As all criminal syndicates know, if you write down what you’re doing, other people can figure out… what you’re doing.
Do you remember any scenes of Al Pacino signing contracts in The Godfather?
So when the school’s athletic director left the other day to take a tv job, and the school just, you know, gave him $2.3 million dollars even though he wasn’t fired – he quit – and even though it was all done via secret handshakes, the state Justice Department decided to investigate.
The UO says it had no signed agreement with Bellotti on the terms of his employment or departure when he took over the job of athletic director last summer, yet the university said it will pay the former football coach the $2.3 million to fulfill unspecified “commitments” that were never put on paper.
Bellotti negotiated the terms of his employment orally with UO President Richard Lariviere in July, when both of them were beginning their new jobs, a UO spokeswoman said last week. The UO is not making those terms public. Less than nine months later, the two settled on the details of a deal allowing Bellotti to leave for the television job with the multimillion-dollar payout.

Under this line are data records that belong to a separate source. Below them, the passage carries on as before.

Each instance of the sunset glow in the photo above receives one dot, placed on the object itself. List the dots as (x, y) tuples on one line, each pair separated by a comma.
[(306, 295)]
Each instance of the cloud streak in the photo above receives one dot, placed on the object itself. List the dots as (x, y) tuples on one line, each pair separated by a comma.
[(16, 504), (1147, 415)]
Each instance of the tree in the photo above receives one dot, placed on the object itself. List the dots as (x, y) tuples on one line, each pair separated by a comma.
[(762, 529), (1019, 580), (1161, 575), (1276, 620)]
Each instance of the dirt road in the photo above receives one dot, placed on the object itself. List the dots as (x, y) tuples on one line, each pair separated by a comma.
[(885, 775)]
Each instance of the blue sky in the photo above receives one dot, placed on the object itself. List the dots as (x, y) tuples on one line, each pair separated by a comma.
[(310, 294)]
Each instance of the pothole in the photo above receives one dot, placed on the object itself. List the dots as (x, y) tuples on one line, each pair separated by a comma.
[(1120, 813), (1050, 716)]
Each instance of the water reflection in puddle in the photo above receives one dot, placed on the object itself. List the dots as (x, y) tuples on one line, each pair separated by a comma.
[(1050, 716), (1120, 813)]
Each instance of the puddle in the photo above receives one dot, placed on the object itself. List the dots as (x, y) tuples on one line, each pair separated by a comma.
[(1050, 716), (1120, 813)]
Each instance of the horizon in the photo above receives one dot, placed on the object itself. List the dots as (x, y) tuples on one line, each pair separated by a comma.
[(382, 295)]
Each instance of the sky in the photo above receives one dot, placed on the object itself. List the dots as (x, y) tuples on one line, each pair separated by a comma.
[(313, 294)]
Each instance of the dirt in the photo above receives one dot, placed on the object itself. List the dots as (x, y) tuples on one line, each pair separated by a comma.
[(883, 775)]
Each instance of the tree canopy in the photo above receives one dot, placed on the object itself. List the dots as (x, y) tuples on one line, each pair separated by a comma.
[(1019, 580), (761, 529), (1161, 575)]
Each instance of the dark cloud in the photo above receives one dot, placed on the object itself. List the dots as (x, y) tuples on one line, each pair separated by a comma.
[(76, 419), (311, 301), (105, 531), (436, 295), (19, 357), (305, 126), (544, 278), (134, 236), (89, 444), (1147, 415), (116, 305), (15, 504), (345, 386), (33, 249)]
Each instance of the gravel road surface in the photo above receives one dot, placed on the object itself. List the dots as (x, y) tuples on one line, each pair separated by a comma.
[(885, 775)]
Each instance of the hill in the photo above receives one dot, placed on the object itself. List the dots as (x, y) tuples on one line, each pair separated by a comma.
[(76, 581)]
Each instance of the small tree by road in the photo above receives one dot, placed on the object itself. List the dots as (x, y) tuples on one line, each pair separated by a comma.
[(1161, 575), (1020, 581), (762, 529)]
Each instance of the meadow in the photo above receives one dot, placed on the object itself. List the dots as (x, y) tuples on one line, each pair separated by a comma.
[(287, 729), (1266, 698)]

Nobody at the university has any comment to make to reporters.
Reporters want to know how a once-respectable university became such a cheesy outfit.
March 30th, 2010 at 7:13AM
Time to shake down the students again, I suppose.

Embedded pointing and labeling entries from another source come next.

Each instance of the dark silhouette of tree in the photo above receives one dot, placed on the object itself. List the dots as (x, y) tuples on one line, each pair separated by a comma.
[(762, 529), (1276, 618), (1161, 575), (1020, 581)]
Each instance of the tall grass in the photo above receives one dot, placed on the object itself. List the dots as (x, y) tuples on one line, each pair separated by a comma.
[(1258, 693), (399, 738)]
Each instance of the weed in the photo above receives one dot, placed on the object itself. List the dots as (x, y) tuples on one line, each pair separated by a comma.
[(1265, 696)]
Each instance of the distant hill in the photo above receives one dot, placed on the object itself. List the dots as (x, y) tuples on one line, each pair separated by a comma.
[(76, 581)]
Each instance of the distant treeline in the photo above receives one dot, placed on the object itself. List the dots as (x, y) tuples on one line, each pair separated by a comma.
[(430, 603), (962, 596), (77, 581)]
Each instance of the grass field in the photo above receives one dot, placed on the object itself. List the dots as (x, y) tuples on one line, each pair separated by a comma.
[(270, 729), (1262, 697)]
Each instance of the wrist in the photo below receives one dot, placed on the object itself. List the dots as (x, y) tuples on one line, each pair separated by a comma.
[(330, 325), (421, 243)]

March 30th, 2010 at 1:48PM
The word on the street is that UO has offered the University of Minnesota’s Tubby Smith a coaching job. Don’t know about a contract.
Tubby can take the measly 10% raise or he can use it to shake down Minnesota for a $36 million practice facility.
Given UD’s portrayal of athletics at OU, perhaps he’ll decide to stay put, but actually I hope not if it ends up costing us $36 mil.
March 31st, 2010 at 6:17PM
Come to think of it, don’t they set fire to the contracts and hold the flaming pieces in their hands until they burn to ashes? That is probably why there is no paper trail. It’s an ash trail.